One year ago, I was soaking up the sights and sounds of Culver City on my daily walks to the campus of Antioch University for the first residency of my MFA program in Creative Writing. Mostly I was dazzled by the Southern CA flowers.
What I should have used as a photo was a full-blast firehose, because that’s what Residency #1 was like. Back home, I likened my new venture to a switch from hiking to rock-climbing. Not long after, I chose to step away from blogging altogether, devoting all my precious writing time to my most precious writing. Residency #2, last December, received no analysis.
But this summer, riding along that same bike path, I was stopped by a new metaphor: this rainbow tangle of flora:
You gardeners will spot pink and red oleaner, scarlet bouganvillea, orange trumpet vine and blue morning glory, all rampaging joyously over a substrate of purple jacaranda. What I see? A message to stay focused on more stories than mine.
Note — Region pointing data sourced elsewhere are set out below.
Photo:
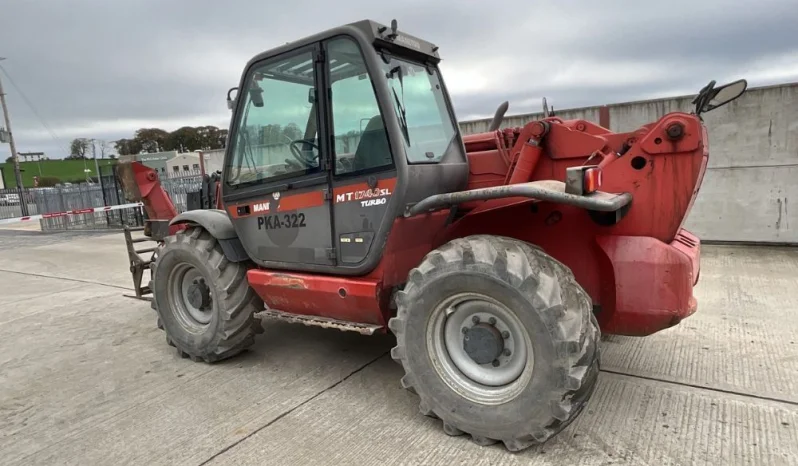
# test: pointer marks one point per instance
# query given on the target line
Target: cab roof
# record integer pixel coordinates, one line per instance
(372, 32)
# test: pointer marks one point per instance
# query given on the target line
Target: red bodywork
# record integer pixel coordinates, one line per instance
(639, 272)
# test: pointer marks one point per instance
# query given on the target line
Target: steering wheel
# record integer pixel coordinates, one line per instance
(299, 154)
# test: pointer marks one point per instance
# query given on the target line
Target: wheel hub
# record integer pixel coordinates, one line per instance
(199, 294)
(190, 297)
(483, 343)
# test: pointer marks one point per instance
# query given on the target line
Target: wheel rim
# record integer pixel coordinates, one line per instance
(183, 278)
(468, 372)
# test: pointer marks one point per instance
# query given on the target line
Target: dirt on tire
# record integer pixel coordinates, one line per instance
(555, 311)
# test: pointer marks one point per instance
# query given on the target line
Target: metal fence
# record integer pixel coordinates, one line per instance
(179, 184)
(11, 202)
(81, 196)
(60, 199)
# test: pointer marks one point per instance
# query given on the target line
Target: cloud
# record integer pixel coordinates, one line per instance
(102, 69)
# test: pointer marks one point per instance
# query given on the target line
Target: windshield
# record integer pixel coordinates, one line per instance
(420, 106)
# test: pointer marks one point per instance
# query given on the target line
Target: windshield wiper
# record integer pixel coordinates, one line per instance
(400, 105)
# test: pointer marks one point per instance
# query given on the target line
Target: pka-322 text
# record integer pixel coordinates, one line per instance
(274, 222)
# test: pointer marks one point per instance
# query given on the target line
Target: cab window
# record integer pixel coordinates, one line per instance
(277, 133)
(361, 142)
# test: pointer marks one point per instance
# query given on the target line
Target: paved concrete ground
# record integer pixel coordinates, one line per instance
(86, 378)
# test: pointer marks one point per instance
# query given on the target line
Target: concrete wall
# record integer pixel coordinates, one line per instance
(753, 161)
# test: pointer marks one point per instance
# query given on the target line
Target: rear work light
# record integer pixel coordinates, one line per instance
(582, 180)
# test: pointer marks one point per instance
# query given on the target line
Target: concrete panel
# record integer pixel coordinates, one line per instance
(747, 204)
(752, 166)
(759, 128)
(744, 336)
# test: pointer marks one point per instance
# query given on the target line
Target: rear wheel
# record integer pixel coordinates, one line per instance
(204, 302)
(498, 341)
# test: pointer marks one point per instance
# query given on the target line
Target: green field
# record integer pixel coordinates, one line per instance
(64, 170)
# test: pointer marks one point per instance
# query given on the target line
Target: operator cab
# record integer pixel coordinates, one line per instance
(331, 138)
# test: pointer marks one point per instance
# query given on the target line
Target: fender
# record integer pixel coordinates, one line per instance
(218, 224)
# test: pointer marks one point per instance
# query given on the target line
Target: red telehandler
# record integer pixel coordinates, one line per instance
(349, 199)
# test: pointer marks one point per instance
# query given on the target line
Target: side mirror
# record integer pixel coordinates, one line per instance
(256, 95)
(231, 102)
(712, 97)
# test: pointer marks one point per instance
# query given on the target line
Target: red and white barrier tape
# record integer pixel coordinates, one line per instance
(88, 210)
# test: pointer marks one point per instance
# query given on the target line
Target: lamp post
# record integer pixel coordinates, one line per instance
(17, 173)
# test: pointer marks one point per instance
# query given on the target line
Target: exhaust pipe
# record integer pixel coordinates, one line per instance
(498, 116)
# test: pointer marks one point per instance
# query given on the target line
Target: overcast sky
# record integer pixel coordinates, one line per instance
(103, 68)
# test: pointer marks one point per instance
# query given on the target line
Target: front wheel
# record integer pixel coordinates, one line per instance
(204, 302)
(498, 341)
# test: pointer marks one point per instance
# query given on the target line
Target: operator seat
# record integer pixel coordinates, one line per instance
(373, 149)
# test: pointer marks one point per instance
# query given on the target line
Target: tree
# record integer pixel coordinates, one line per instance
(79, 148)
(104, 147)
(272, 134)
(48, 181)
(152, 139)
(292, 132)
(127, 146)
(185, 139)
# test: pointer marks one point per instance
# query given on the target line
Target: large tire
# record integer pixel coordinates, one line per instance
(219, 329)
(521, 284)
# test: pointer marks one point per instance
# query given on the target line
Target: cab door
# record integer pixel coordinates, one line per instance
(363, 175)
(277, 186)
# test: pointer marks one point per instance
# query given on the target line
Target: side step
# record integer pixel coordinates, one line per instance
(325, 322)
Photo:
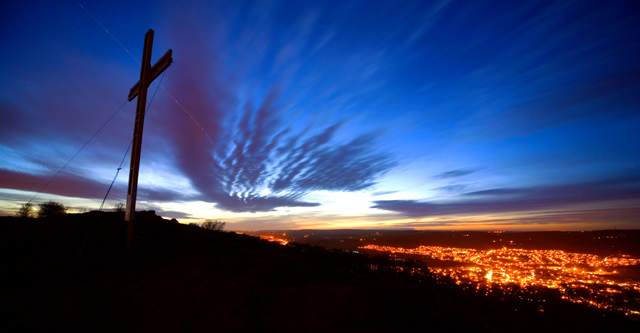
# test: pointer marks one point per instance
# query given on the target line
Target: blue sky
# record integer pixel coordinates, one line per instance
(337, 114)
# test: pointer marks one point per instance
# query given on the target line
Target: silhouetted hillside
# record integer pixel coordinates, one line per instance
(182, 278)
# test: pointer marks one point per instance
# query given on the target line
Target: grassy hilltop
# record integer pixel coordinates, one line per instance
(181, 278)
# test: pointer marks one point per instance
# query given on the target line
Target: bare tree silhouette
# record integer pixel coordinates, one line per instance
(52, 208)
(25, 210)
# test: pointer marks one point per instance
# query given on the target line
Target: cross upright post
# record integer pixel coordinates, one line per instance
(148, 73)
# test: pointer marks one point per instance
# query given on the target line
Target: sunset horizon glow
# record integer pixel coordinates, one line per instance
(279, 115)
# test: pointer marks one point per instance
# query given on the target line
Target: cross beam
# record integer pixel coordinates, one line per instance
(148, 73)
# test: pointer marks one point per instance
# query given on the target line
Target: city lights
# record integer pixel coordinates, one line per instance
(579, 277)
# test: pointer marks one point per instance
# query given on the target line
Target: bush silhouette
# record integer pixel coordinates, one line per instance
(52, 208)
(25, 210)
(214, 225)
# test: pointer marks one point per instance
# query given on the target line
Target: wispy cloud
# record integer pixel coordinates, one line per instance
(454, 173)
(521, 199)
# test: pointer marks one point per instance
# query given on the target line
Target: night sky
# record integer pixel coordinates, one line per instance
(490, 115)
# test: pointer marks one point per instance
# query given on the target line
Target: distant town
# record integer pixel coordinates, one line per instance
(598, 273)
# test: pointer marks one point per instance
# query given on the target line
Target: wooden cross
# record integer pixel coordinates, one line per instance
(148, 73)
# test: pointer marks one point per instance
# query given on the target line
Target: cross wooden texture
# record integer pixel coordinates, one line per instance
(148, 73)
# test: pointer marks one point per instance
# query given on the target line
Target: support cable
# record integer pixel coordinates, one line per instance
(81, 148)
(137, 61)
(86, 237)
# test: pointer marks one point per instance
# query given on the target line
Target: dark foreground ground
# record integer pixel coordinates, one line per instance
(180, 278)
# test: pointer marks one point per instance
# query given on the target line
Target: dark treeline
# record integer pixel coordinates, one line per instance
(185, 278)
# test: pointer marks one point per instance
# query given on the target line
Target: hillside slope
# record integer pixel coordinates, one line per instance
(184, 278)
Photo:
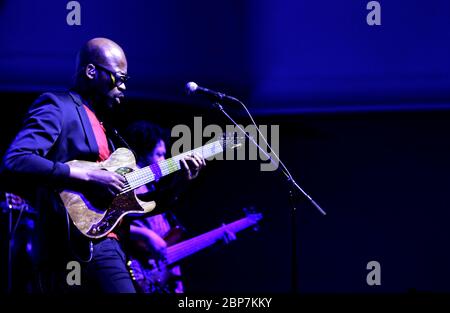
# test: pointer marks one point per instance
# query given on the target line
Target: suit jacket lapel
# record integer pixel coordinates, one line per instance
(85, 122)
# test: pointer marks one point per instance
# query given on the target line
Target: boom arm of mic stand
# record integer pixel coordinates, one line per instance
(289, 177)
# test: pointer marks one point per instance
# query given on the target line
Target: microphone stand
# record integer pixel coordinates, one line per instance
(292, 185)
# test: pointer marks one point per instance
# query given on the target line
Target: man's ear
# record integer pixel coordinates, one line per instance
(90, 71)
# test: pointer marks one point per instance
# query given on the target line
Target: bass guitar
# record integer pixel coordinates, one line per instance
(96, 215)
(154, 277)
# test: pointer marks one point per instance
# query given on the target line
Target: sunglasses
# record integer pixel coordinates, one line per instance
(117, 79)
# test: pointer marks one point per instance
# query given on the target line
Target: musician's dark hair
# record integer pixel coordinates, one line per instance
(142, 136)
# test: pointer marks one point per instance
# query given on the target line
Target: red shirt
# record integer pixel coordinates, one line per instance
(100, 135)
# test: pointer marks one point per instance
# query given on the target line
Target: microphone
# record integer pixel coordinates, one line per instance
(193, 88)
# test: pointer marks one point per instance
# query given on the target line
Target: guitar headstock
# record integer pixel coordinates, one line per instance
(253, 215)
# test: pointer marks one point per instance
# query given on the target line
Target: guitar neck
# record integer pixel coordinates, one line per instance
(163, 168)
(191, 246)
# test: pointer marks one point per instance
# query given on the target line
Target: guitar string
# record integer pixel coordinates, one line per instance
(145, 175)
(140, 177)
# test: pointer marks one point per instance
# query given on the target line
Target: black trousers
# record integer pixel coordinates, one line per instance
(107, 272)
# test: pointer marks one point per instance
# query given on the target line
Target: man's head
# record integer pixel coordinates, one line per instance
(102, 71)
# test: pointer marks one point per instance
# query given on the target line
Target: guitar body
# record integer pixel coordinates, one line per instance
(96, 216)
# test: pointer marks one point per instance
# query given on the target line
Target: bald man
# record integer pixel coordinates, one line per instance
(65, 126)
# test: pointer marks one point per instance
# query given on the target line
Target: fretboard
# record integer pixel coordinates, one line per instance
(188, 247)
(163, 168)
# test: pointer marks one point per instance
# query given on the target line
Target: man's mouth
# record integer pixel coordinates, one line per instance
(119, 99)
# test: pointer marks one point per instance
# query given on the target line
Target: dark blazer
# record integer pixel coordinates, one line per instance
(56, 130)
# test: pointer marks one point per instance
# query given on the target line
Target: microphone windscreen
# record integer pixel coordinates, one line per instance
(191, 87)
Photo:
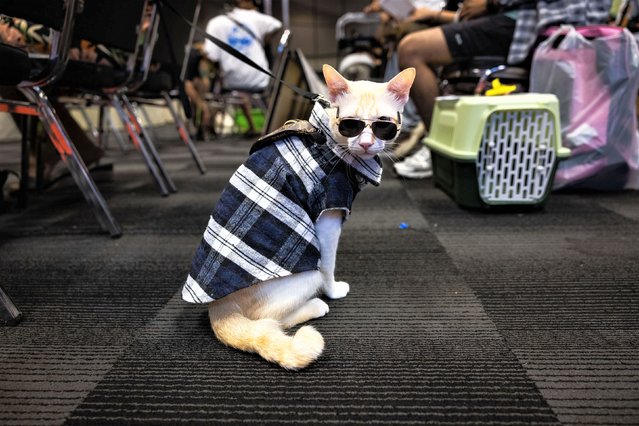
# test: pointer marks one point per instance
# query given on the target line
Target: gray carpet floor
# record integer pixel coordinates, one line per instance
(462, 318)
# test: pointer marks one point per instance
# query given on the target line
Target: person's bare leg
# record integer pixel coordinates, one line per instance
(424, 50)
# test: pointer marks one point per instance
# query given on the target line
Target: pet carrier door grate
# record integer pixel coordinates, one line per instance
(516, 156)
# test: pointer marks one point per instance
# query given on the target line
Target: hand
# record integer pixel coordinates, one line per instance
(472, 9)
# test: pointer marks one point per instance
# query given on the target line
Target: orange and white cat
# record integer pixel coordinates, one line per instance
(268, 254)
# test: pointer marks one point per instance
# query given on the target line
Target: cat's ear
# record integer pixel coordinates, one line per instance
(337, 85)
(400, 84)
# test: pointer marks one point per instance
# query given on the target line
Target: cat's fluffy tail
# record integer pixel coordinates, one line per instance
(266, 337)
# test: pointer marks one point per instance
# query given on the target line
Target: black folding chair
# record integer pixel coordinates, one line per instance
(160, 88)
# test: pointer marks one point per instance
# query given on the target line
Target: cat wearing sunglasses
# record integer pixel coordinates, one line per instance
(268, 253)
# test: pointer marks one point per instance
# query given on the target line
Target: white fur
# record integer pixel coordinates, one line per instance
(253, 319)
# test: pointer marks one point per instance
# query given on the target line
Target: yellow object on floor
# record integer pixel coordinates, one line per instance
(499, 89)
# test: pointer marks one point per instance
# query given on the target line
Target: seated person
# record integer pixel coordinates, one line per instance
(197, 83)
(507, 28)
(247, 30)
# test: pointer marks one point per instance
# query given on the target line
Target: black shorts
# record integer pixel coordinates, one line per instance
(486, 36)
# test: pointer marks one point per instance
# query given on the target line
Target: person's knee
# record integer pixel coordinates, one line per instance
(409, 51)
(426, 47)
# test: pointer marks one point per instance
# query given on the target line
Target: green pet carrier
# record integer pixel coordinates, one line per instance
(491, 151)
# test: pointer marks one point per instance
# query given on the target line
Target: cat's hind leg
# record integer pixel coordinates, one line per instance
(266, 337)
(314, 308)
(336, 289)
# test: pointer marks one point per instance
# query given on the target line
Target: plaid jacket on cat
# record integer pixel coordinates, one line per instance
(263, 226)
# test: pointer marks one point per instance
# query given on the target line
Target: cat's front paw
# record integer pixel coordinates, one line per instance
(337, 289)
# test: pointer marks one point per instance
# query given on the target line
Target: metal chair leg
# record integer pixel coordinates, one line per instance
(184, 134)
(73, 161)
(133, 114)
(139, 143)
(9, 314)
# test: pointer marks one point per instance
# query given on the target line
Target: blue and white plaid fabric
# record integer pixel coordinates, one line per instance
(535, 16)
(263, 226)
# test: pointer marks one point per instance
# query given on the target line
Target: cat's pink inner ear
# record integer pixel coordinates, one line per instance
(337, 85)
(400, 84)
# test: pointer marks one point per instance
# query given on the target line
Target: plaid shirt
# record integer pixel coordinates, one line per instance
(263, 226)
(534, 16)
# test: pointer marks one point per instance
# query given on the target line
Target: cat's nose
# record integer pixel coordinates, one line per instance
(365, 141)
(365, 144)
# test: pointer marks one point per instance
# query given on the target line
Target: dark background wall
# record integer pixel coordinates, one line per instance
(312, 23)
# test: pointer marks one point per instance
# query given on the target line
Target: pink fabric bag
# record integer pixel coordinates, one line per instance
(593, 72)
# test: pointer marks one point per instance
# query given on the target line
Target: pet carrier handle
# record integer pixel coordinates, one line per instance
(481, 85)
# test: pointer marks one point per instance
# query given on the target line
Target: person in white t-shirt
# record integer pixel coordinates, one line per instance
(246, 29)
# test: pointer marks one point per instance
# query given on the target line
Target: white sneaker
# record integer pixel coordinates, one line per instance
(417, 166)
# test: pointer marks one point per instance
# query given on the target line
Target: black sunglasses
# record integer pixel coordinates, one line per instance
(382, 129)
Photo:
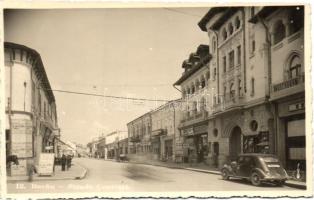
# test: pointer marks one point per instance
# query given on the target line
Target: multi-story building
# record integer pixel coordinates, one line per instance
(31, 114)
(283, 37)
(116, 144)
(249, 85)
(197, 84)
(165, 136)
(139, 134)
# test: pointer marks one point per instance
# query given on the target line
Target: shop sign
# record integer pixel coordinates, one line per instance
(20, 169)
(188, 132)
(45, 164)
(200, 129)
(295, 107)
(21, 139)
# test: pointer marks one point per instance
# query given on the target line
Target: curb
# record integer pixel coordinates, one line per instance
(35, 179)
(288, 183)
(83, 174)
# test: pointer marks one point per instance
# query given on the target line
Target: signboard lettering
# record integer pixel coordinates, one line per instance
(45, 165)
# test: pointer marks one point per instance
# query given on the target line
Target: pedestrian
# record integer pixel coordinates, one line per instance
(69, 158)
(63, 162)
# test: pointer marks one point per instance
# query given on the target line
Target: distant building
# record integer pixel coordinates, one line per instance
(31, 115)
(165, 136)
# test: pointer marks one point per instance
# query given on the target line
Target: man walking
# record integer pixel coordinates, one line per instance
(63, 162)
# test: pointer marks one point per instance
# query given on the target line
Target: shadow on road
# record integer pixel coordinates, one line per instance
(142, 173)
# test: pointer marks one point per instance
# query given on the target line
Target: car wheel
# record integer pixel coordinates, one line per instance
(280, 183)
(225, 174)
(256, 179)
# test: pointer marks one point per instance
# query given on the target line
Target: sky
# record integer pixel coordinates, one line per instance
(129, 52)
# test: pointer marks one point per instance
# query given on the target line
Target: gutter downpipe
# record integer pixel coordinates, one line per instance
(273, 109)
(217, 63)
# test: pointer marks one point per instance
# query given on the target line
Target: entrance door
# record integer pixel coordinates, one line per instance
(235, 143)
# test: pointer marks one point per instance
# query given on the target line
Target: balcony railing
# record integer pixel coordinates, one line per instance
(202, 115)
(288, 84)
(228, 100)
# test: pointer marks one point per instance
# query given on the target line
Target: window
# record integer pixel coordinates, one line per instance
(295, 67)
(252, 86)
(239, 54)
(232, 91)
(230, 28)
(224, 34)
(253, 45)
(215, 73)
(252, 11)
(224, 63)
(296, 19)
(279, 32)
(231, 59)
(237, 23)
(203, 83)
(239, 87)
(214, 44)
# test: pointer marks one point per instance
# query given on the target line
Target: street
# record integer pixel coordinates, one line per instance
(110, 176)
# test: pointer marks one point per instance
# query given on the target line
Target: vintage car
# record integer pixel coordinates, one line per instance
(257, 168)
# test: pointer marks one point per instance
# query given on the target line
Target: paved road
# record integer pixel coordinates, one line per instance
(105, 176)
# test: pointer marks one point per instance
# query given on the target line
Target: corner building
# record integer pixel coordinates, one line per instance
(250, 88)
(30, 107)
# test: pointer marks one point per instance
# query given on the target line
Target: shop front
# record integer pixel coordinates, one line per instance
(291, 136)
(195, 147)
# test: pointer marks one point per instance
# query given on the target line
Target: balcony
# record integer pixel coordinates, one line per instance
(288, 87)
(135, 138)
(228, 101)
(194, 118)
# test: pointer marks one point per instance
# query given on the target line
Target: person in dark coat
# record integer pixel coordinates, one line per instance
(69, 159)
(63, 162)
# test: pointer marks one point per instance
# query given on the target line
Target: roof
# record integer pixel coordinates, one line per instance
(212, 12)
(227, 14)
(264, 12)
(257, 154)
(38, 68)
(194, 69)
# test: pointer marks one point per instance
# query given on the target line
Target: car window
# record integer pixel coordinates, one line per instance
(270, 159)
(241, 159)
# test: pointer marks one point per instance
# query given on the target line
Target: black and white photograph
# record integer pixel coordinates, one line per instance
(163, 101)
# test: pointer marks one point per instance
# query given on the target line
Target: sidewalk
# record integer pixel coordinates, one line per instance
(75, 172)
(206, 169)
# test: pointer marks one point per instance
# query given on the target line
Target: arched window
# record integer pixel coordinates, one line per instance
(279, 32)
(232, 91)
(296, 19)
(214, 44)
(294, 67)
(237, 23)
(230, 28)
(224, 34)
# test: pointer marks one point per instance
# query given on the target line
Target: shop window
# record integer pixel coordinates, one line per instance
(224, 60)
(295, 67)
(231, 59)
(296, 19)
(279, 32)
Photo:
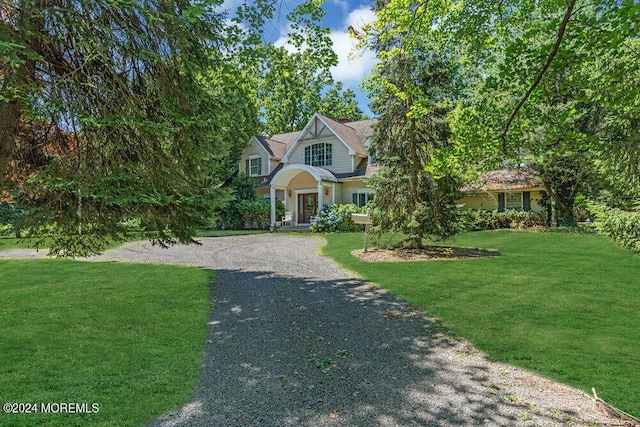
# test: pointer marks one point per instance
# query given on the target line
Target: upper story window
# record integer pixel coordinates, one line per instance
(513, 201)
(318, 154)
(254, 166)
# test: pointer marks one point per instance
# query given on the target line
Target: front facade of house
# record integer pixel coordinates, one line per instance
(327, 162)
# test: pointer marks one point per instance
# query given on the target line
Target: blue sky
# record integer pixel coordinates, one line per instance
(340, 14)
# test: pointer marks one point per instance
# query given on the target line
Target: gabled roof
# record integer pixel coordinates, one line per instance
(353, 134)
(275, 149)
(506, 179)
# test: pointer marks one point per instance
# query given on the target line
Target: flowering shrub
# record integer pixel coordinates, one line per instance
(337, 218)
(620, 225)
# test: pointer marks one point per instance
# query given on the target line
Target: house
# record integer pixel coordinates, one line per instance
(327, 162)
(503, 189)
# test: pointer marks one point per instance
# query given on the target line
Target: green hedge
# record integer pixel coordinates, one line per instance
(620, 225)
(337, 218)
(472, 220)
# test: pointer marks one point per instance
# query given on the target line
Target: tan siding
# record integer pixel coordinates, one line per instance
(489, 201)
(350, 187)
(303, 180)
(254, 149)
(341, 160)
(486, 201)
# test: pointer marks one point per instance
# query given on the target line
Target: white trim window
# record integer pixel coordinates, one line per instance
(513, 201)
(361, 198)
(319, 154)
(253, 166)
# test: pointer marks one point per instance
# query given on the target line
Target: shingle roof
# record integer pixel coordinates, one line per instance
(275, 148)
(354, 134)
(505, 179)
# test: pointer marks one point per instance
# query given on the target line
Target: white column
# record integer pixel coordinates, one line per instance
(273, 205)
(320, 196)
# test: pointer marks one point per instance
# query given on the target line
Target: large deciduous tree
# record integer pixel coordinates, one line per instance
(553, 84)
(292, 86)
(135, 107)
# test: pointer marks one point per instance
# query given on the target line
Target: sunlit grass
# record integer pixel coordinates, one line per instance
(563, 305)
(128, 337)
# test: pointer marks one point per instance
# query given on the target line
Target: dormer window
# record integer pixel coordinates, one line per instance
(318, 154)
(254, 166)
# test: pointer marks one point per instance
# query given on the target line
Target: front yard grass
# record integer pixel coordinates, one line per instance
(563, 305)
(128, 337)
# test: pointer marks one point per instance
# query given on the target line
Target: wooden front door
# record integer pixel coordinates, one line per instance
(307, 207)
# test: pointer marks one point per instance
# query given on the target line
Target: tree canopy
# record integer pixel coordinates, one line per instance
(551, 84)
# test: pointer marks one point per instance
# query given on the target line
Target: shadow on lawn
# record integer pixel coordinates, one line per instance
(285, 351)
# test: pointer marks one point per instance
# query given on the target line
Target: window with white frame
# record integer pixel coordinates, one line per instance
(254, 166)
(318, 154)
(513, 201)
(362, 198)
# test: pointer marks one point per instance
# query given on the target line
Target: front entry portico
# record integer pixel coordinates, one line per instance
(306, 188)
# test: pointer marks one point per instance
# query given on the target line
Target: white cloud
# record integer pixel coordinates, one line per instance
(342, 4)
(353, 66)
(360, 16)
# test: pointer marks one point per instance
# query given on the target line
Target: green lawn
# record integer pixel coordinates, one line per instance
(564, 305)
(128, 337)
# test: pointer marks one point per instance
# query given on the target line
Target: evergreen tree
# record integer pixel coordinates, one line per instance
(137, 109)
(414, 191)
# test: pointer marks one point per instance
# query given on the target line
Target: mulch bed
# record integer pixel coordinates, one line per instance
(428, 253)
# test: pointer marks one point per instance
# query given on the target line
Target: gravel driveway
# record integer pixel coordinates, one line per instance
(294, 340)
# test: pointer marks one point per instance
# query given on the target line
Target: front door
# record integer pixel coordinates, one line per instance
(307, 207)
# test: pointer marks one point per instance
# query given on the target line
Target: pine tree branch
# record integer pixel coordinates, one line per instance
(543, 70)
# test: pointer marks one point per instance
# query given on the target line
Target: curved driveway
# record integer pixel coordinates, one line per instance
(294, 340)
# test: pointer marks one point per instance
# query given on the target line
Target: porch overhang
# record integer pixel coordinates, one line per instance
(282, 179)
(287, 173)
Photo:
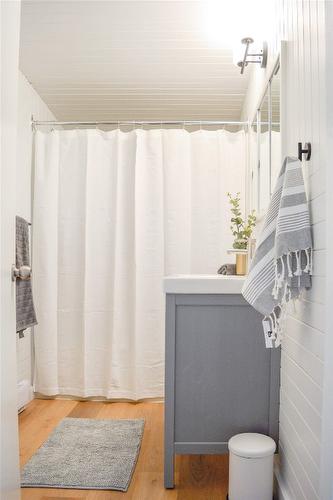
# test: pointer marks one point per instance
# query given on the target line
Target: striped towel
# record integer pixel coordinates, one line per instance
(25, 311)
(282, 264)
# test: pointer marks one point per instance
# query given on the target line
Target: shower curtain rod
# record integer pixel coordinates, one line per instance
(38, 123)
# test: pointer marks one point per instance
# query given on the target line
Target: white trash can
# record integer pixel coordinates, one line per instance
(251, 467)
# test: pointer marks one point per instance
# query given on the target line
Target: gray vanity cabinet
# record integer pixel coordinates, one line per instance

YES, I am writing a novel. YES, it requires my time. But not so much to keep me from this blog’s renewed mission to AMPLIFY voices for justice and understanding. Which is why it felt so perfect, on the same day I took that picture, that I turned on a car radio and discovered House/Full of Blackwomen.
CreativeCapital.org describes the group this way:
House/Full of Blackwomen is conjure art, the insistence movement, activated in store fronts, streets, houses, warehouses, museums, galleries and theaters of Oakland, California. House/Full began as a two-year project and morphed into an eight-year process of 15 public “episodes” which unexpectedly appeared as street processions, all night song circles, secret rituals of Black women resting and dreaming, sacred ceremonies on the track, and multi-media offerings. Black women gathered around a dining room table to recall, rage, rally and restore themselves, while creating ritual performance strategies towards shifting systemic evictions, displacements, erasure and the sex trafficking of Black women and girls: all driven by the core question, “How can we, as Black women and girls, find space to breathe, and be well in a stable home?”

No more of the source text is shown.